AMARILLO, Texas (AP) — Some Texas Panhandle school districts have dug wells or installed artificial turf to keep athletic fields and campuses green in response to water prices rising since the 2011 drought.
Les Hoyt, chief financial officer of the Amarillo Independent School District, says school officials began looking for ways to conserve water about 10 years ago. The district back then used about 500 million gallons annually.
Amarillo ISD installed watering systems that monitor the weather and adjust for conditions, took on landscaping projects that don't need irrigation and added artificial turf athletic fields at all of its high schools, saving several million gallons of water a year on each campus, Hoyt said.
Amarillo ISD's water use was down to about 356 million gallons last year, but the cost for that water rose, the Amarillo Globe-News (http://bit.ly/1rfdtil ) reported Sunday.
During fiscal 2010 and 2011, Amarillo ISD was on a flat rate for irrigation — $2.90 per thousand gallons in fiscal 2010 — rather than the city's progressive rate that charges customers higher rates for using more water. Four years later, the district's irrigation rate reached a rate of $4.65 per thousand gallons.
"Water rates have affected us dramatically from a budgetary standpoint," Hoyt said. "We know there will be an escalation every year in the rate, so we take that into consideration when we're building the budget."
Other area districts are also dealing with drought conditions and rising water costs.

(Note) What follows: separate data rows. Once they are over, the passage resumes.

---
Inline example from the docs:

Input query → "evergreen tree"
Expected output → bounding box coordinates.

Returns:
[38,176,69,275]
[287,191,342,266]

"It's something we're really cognizant of," said Randy McDowell, assistant superintendent of Canyon Independent School District. "We want to save all the water that we can. At the same time, we've got a lot of facilities, and our communities and our taxpayers don't want to pull up and see all dirt but you have to find a balance there."
Canyon ISD in 2011 drilled two wells at Canyon and Randall high schools for about $75,000 each, McDowell said. The wells deliver water for 10 percent the cost of city water. CISD has since added two more $70,000 wells to reduce water costs at two other schools.
Potter County remains in an exceptional drought and Randall County in extreme drought, according to last week's report from the U.S. Drought Monitor.